About the anatomy of female pleasure

In order to understand how the female pleasure system works, it is necessary to first consider the device of the penis, since this organ is more understandable and easy to” use”, and as it becomes clear later, all its structural elements are present in a woman, only their location and shape look different.

The penis consists of three main structures: two cavernous bodies and one spongy one. The structure of these bodies resembles a sponge, which is able to fill with blood, which increases its size and makes it dense. The filling of these bodies with blood, which leads to an increase in their size, is called an erection. An important point – sexual arousal, both in men and women, is always the flow of blood to the genitals, in other words, the fullness of the tissues of the genitals is the basis of arousal and, accordingly, receiving sensations. No blood flow – no arousal, and this is true for both sexes. In men, this is shown very clearly and clearly by the strength of the erection, but in women it may not be so noticeable.

Two cavernous bodies are located on the sides of the penis, in the center there is a spongy body, which is crowned by the head of the penis, and at the base it is represented by a “bulb” – an expanded part that includes the urethra, which runs along the entire spongy body. In the area of the bulb, there are two paired glands – the so-called “bulbous”, they produce a lubricant that pre-lubricates the urethra before ejaculation. That’s how the penis works. The three bodies that make up it are filled with blood as a result of arousal, which leads to an erection. The entire penis has many nerve endings, but the largest number of them is located on the head of the penis, where their density is maximum.

The center of male pleasure is the seminal tubercle.

Between the base of the penis and the bladder is the prostate gland, which, like a clutch, wraps around the urethra, which, in turn, then enters the spongy body of the penis. It is in this gland that the center of male pleasure – the seminal tubercle-is located. It is located in the center of the gland in the lumen of its canal. It opens the ducts of the gland itself, and the vas deferens, that is, the components of the sperm are mixed. The tubercle itself contains a lot of nerve endings, and when during orgasm there is a contraction of the prostate gland, the sperm quickly passes through this tubercle, the man experiences pleasant sensations. That is, the basis of the male orgasm is a rhythmic contraction of the prostate gland and pelvic muscles, which leads to the ejaculation of sperm, which, rapidly passing through the seminal tubercle, irritates its nerve endings, which causes pleasant sensations. Any disease of the prostate gland will lead to a decrease in sensations and leakage, rather than a jolt-like ejection of sperm.

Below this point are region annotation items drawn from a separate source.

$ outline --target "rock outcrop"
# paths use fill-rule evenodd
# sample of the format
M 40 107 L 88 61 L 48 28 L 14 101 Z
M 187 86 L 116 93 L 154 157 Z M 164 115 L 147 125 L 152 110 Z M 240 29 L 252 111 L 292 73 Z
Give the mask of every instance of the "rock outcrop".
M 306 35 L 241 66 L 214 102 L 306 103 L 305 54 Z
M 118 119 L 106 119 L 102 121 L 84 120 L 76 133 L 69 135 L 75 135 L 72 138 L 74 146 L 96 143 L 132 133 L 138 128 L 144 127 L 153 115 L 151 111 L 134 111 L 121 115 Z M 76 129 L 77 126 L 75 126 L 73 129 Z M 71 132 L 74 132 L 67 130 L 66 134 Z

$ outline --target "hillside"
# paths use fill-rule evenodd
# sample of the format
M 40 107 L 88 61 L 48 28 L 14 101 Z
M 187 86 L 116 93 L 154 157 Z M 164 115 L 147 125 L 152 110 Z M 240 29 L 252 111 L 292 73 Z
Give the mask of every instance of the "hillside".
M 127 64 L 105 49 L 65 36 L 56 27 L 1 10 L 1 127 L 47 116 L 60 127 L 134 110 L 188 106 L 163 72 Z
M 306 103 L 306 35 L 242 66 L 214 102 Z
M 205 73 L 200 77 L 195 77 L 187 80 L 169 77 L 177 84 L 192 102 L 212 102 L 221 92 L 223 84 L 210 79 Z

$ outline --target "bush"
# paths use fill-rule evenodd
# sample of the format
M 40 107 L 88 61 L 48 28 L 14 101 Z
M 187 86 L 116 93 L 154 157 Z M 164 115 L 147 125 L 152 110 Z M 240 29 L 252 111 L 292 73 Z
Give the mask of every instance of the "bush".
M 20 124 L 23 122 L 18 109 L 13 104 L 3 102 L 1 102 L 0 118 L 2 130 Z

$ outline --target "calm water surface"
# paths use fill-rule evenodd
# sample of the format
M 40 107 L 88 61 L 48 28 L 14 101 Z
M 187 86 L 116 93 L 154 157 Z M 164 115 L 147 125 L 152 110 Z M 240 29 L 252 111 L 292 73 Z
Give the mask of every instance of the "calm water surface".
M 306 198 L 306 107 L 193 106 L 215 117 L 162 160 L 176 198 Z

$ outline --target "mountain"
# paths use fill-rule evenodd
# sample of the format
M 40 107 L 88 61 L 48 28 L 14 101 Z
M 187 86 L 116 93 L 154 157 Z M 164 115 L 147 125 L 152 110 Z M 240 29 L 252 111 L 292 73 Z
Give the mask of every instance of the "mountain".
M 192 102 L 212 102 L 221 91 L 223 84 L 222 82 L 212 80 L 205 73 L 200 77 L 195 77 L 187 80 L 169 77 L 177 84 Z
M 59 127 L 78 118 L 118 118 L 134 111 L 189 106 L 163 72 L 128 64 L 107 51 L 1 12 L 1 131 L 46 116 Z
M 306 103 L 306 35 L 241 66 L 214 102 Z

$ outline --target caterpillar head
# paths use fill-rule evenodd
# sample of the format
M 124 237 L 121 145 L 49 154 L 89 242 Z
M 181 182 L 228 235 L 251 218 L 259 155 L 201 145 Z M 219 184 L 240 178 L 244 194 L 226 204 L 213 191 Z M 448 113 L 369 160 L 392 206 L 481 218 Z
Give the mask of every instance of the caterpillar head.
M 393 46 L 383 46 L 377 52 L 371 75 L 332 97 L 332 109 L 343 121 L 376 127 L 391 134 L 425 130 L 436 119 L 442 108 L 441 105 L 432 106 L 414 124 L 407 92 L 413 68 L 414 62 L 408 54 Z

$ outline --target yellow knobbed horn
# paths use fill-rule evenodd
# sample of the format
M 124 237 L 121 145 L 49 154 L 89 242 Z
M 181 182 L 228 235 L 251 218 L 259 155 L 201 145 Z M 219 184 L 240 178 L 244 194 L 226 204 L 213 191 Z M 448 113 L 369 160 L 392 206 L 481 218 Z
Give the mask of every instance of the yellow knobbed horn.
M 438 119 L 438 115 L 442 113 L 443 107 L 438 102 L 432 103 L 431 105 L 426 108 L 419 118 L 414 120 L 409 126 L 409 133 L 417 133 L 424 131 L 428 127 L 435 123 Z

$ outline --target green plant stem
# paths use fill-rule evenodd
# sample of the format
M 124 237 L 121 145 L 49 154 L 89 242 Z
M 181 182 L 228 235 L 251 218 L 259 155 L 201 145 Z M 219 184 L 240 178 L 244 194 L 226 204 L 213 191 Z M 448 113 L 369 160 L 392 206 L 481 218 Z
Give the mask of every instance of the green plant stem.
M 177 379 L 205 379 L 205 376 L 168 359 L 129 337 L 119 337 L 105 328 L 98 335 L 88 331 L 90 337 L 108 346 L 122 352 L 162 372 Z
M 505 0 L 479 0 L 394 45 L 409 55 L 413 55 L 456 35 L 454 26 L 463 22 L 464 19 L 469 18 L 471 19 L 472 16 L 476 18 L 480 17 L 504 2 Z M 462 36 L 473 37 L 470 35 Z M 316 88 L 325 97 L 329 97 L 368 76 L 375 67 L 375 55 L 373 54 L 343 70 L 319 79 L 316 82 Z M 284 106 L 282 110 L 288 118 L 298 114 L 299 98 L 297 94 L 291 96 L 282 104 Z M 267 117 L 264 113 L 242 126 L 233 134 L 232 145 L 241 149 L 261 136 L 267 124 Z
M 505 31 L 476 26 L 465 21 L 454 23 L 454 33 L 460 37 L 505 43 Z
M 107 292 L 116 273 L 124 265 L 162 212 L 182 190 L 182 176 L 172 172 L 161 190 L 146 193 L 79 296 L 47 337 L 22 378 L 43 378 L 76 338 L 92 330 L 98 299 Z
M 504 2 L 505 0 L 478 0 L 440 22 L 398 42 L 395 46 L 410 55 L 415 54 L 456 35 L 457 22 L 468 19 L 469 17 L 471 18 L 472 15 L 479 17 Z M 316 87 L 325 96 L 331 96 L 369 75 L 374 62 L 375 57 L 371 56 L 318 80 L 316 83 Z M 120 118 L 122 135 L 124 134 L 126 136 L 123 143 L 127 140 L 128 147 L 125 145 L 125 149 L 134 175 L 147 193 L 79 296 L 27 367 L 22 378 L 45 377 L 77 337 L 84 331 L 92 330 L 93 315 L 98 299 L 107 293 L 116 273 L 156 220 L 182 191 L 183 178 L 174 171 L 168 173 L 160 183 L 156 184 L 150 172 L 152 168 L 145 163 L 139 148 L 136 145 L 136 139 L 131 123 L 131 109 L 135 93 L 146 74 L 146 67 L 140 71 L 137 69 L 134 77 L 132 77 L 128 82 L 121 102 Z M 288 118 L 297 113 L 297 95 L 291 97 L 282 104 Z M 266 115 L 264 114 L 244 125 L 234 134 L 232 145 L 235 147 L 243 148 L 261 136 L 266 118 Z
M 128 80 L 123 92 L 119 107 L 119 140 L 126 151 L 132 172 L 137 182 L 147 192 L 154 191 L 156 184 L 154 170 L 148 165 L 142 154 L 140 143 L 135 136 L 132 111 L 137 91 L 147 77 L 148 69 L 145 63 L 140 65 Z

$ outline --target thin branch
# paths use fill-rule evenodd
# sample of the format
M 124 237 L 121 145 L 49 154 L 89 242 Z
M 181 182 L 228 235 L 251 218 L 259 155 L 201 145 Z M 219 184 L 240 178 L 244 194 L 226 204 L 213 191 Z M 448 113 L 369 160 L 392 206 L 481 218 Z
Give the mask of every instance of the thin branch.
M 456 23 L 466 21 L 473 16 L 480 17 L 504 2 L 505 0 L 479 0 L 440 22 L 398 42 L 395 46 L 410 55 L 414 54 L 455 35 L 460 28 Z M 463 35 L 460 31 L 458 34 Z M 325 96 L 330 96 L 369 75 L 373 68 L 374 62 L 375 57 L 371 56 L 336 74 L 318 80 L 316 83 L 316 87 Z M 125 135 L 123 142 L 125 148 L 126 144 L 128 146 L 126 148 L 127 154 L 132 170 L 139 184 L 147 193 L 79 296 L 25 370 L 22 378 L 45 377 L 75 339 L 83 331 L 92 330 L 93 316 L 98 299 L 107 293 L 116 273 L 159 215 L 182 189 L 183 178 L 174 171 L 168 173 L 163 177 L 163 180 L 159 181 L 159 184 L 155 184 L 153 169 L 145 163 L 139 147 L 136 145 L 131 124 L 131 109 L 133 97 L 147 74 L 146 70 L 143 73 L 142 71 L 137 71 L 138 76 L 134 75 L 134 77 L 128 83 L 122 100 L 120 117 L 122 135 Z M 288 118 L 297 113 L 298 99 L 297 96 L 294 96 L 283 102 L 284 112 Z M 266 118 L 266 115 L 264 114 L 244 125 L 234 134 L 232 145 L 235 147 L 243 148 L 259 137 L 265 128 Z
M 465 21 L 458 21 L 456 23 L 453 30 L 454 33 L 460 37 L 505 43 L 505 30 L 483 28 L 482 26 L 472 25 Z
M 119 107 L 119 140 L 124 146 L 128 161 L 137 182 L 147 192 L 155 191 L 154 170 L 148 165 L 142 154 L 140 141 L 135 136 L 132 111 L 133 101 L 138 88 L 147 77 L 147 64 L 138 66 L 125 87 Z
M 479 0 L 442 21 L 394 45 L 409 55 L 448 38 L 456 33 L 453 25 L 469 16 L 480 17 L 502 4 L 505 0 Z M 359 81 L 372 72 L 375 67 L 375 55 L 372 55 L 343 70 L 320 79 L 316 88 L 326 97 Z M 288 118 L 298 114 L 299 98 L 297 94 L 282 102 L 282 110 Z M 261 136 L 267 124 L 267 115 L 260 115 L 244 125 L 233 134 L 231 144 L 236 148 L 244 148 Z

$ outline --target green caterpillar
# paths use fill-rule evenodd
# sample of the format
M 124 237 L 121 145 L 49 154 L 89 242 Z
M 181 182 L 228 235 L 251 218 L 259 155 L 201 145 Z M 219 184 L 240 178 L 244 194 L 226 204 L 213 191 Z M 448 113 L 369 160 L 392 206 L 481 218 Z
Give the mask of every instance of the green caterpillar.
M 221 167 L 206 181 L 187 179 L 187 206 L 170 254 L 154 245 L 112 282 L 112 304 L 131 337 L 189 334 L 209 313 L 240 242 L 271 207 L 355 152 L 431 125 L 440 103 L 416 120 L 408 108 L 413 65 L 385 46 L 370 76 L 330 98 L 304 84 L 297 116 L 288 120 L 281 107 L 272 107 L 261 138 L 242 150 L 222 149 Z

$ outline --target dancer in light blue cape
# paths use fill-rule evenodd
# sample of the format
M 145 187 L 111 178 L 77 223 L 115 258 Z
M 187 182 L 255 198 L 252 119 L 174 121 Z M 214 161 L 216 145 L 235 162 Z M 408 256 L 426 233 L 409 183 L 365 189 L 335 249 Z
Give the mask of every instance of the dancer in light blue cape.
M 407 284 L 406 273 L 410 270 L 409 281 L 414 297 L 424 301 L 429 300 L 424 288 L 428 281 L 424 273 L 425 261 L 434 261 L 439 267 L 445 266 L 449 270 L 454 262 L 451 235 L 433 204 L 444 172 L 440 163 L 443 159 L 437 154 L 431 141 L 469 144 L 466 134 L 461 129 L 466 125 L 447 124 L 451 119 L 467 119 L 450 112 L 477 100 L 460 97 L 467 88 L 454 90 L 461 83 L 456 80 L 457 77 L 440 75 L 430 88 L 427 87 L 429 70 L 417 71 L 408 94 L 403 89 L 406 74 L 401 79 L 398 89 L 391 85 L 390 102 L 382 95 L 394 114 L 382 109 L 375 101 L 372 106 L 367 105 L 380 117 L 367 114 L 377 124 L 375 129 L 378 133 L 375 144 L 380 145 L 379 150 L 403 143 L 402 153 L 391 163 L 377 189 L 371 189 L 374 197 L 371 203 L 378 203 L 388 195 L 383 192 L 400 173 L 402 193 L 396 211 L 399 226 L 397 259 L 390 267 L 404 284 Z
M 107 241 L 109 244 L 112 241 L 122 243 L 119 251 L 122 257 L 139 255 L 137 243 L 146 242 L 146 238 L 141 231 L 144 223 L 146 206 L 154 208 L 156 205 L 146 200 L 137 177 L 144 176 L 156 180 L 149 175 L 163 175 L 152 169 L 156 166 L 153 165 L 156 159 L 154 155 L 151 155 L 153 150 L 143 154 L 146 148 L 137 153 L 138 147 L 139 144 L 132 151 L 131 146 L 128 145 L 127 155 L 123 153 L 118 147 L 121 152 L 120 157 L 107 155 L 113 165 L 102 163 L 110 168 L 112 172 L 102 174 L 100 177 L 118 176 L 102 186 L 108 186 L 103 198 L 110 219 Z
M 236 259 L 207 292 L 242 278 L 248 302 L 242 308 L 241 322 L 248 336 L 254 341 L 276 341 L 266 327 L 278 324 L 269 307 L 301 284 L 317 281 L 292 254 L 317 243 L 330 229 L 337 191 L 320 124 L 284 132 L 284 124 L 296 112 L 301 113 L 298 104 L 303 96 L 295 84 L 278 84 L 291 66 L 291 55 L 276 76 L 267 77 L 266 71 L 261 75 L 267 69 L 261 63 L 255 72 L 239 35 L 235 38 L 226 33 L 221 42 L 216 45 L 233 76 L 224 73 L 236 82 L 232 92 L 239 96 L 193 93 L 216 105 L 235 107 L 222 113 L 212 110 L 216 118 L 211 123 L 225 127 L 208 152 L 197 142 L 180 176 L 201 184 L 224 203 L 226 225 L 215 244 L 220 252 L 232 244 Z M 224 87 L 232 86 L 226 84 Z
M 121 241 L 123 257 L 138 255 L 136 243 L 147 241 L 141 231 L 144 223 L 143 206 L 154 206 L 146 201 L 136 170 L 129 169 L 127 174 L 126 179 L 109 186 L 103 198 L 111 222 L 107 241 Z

The rhythmic contraction of the prostate and pelvic muscles leads to the ejection of sperm. Passing through the seminal tubercle, it irritates its nerve endings – and an orgasm occurs.

Now we can consider the phases of the male sexual cycle, as they are important in understanding the female cycle, although it is different from the male one; we will discuss this in more detail below. In response to an exciting stimulus (visual, tactile, or fantasy), blood flows to the genitals. The flow of blood into the cavernous and spongy bodies leads to an erection of the penis. In the process of frictions in the prostate gland, the secretion accumulates, the testicles are gradually pulled up, closer to orgasm, the lubricant from the bulbous glands enters the lumen of the urethra and can be released outside. At the moment of orgasm, the accumulated secret of the prostate gland and sperm from the testicle enter directly into the lumen of the prostate canal, which, in fact, is part of the urethra that passes through this gland. This moment is called the emission phase, after which the man can no longer restrain ejaculation. In the process of ejaculation, sperm due to rhythmic contractions of the prostate gland and pelvic muscles is thrown out, passing through the seminal tubercle, which causes orgasmic sensations. After orgasm, a man has an outflow of blood from the genitals, an erection passes and a refractory phase occurs, during which the man is temporarily unable to start sexual intercourse again. The duration of the refractory phase varies, but on average it is about 20-30 minutes.

Immediately after orgasm, a man has a refractory phase, during which it is impossible to start sexual intercourse again. Its duration is 20-30 minutes.

If we analyze the male sexual cycle, we can distinguish two important elements that ensure the onset of orgasm: fullness of the genitals and contractions of the prostate gland and pelvic muscles. The fullness of the genitals in men is the most important factor not only for the implementation of sexual intercourse, but also for the onset of orgasm. A man can’t have an orgasm without an erection. Actually, Viagra-type drugs do not affect arousal in any way, they are only aimed at increasing blood flow to the penis. Without the contraction of the pelvic muscles and prostate gland, it will not be possible to quickly throw out sperm, and this is exactly the stimulus needed to stimulate the nerve endings in the seminal tubercle. That is, a good blood flow, a healthy prostate gland and the contractility of the pelvic muscles are the mechanical components of a male orgasm, but all of these will not work without emotional arousal, these are interrelated things. At this point, I suggest that we stop and continue this topic when we talk about the difficulties in achieving a female orgasm. Now is the time to move on to female anatomy and physiology.